Dans ce contexte, il est plus urgent que jamais de favoriser l’accès aux services de santé et de soutien psychosocial, et d’œuvrer pour la rescolarisation des enfants éloignés de l’école. Et ce, afin d’éviter une détérioration encore plus grave du tissu social.
Un accompagnement psychosocial et éducatif primordial
Le Bureau international catholique de l’enfance (BICE) a ainsi décidé de soutenir le travail de Pro Terra Sancta. Présente à Alep depuis de nombreuses années, l’association agit en collaboration avec les frères franciscains. Depuis 2018, ses actions se concrétisent à travers trois centres situés dans des quartiers précaires de l’est et de l’ouest d’Alep. Ces espaces de rencontre et de soutien favorisent la résilience, le dialogue et la cohésion sociale. Ils accompagnent actuellement près de 6 000 enfants et 400 femmes. Parmi les activités proposées :
- des services éducatifs pour les élèves du secondaire (cours de mathématiques, physique, arabe, anglais, persan…) ;
- un soutien psychologique pour les enfants, à travers des ateliers collectifs sur des thèmes comme la guerre, la paix et la protection contre les abus ;
- un accompagnement psychologique pour les adultes, avec des séances en groupe sur la gestion du stress et le renforcement des compétences parentales ;
- des séances de psychothérapie individuelle pour aider enfants et adultes à surmonter leurs traumatismes ;
- des formations professionnelles pour les femmes, afin de leur offrir des perspectives économiques (travail de la laine, confection de vêtements…).
« Consolidation d’une société plus apaisée »
« Notre objectif est de promouvoir la santé mentale et d’aider la population à mieux affronter un contexte de vie particulièrement difficile, en leur offrant un sentiment d’appartenance à une communauté bienveillante et solidaire. Ces centres symbolisent aussi un espoir de reconstruction sociale et de dialogue interreligieux. Ils participent à la consolidation d’une société plus apaisée », explique notre partenaire.

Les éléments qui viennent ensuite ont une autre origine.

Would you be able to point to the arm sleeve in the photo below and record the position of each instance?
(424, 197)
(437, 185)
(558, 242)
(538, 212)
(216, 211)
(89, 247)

Concrètement, le BICE s’est engagé à soutenir pendant six mois (février – juillet 2025) le fonctionnement d’un des trois centres, Karm al-Dou-dou, qui accompagne environ 3 000 personnes par an. Le salaire de 10 professionnels (psychologue, éducateur, orthophoniste, pédiatre…) est pris en charge par le projet ainsi que l’achat de matériel permettant d’offrir un service de qualité.

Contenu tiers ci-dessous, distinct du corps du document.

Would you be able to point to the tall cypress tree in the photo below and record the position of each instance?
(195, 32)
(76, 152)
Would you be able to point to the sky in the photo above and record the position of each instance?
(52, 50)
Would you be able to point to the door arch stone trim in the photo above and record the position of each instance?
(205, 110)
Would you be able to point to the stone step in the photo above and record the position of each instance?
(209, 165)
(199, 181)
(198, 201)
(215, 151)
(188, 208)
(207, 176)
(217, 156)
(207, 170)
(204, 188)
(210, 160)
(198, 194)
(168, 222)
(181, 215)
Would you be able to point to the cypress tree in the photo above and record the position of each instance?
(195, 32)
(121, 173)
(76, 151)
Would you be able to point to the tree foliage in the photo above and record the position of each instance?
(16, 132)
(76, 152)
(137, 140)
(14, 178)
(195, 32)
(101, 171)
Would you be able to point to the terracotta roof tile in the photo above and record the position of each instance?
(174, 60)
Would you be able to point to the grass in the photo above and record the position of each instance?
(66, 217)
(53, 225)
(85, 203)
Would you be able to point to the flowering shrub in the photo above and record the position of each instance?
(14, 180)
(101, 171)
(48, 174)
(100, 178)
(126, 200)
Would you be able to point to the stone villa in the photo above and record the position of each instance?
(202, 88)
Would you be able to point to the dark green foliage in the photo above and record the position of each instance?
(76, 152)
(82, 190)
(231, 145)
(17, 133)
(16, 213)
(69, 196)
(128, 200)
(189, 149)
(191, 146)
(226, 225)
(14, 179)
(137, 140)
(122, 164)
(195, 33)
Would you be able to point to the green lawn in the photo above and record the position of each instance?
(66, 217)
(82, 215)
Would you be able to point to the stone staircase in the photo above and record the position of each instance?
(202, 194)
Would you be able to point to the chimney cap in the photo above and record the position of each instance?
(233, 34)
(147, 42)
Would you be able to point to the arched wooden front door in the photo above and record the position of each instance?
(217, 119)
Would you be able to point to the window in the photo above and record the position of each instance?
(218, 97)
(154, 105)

* Ahmed al-Charaa, également connu par son nom de guerre, Abou Mohammed al-Joulani, est le fondateur et l’ancien chef du groupe islamiste Hayat Tahrir al-Cham.
** Lors d’une réunion à huis clos, mercredi 29 janvier, Ahmed al-Charaa a été nommé président par intérim pour une période de transition indéterminée. La Constitution a ensuite été suspendue.